Salvo lady Pritchit, cuyo desdén había adquirido proporciones aterradoras. En cierto momento, se había apostado disimuladamente cerca de ella y, en voz muy alta, le había explicado a una amiga que lady Whitcomb culpaba a Lali de haber arruinado el futuro de lady Nina como duquesa. «Buscona extranjera», la había llamado. La amiga de lady Pritchit se había puesto coloradísima cuando la vieja bruja había añadido que una conducta que quizá fuese aceptable en zonas inferiores del continente sin la menor duda era inadmisible en Londres.

El té vespertino de la señora Clark había sido otra pesadilla, pensó, mientras llenaba metódicamente una caja de frascos de confitura.
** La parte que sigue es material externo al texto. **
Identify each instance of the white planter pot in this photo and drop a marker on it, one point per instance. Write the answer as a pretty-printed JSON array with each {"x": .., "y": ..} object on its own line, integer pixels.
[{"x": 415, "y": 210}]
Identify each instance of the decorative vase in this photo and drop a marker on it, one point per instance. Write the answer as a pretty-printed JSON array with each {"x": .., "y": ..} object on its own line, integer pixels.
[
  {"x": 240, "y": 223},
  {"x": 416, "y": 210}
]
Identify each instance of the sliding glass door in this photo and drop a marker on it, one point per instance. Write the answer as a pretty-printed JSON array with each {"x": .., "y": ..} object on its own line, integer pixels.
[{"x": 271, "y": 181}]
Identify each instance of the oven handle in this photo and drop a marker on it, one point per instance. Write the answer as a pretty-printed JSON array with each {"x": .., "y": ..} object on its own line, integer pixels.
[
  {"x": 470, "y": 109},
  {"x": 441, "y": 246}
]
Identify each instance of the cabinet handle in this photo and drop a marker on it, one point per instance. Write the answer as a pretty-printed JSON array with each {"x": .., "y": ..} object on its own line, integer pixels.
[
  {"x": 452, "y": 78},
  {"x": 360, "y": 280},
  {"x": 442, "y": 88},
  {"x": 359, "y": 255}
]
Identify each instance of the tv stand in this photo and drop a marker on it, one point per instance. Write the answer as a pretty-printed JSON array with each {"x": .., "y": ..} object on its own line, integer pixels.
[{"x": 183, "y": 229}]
La agradable viuda había ido a verla personalmente para insistirle en que asistiera, tratando muy noblemente de aplacar parte de las habladurías que circulaban sobre ella. No quería ir, pero Gastón pensó que tal vez la dama pudiese ayudarla.

A pesar de su recelo, Lali había ido. Había estado de pie en el vestíbulo, jugando nerviosa con su bolsito mientras trataba de reunir el valor necesario para entrar en un gabinete repleto de señoras. Para su desgracia, él también estaba allí, acompañando a lady Paddington. La había mirado más allá de donde ella estaba, como si ni siquiera existiera. Mientras ella trataba desesperadamente de recuperar el habla, él se había despedido de su tía, luego había dado media vuelta y había salido del vestíbulo. Aún le miraba las anchas espaldas cuando lady Paddington la saludó con gran indecisión. Al menos no era el absoluto desdén que iba a encontrar en el rostro de todos los demás invitados.
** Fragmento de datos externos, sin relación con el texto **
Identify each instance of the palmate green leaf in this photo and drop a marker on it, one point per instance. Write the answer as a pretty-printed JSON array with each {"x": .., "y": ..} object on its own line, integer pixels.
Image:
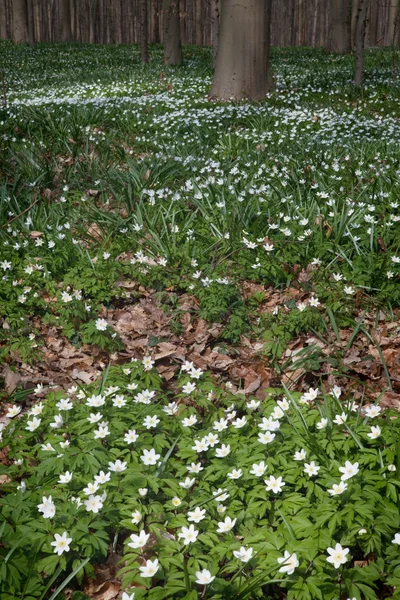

Mientras seguía llenando la caja de tarros de confitura, recordó la fiesta de Harrison Green, a la que Gastón había insistido en que lo acompañase. ¡Dios santo, qué catástrofe! Salvo por el correctísimo lord Brackenridge, que le había cogido torpemente la mano y le había sugerido, víctima de la ebriedad, que ya se la consideraba «disponible», apenas había dicho una palabra en toda la noche. Todos la evitaban como si tuviera la peste, pero ella era perfectamente consciente de los cuchicheos que tenían lugar tras las manos enguantadas. En resumen, nadie toleraba su presencia.

Sobre todo Peter. Su inoportuno intento de hablar con él le había granjeado un cruel desprecio público. Por desgracia, lo había pillado por sorpresa, había llegado por la espalda y le había tocado un brazo. El había dado un brinco de casi tres metros antes de volverse bruscamente y ponerse pálido al verla. Todo el mundo en un radio de ocho metros lo vio y los cercó, esforzándose por oír lo que tenían que decirse el duque de Sutherland y la mujer que, según se rumoreaba, había causado la ruptura de su compromiso.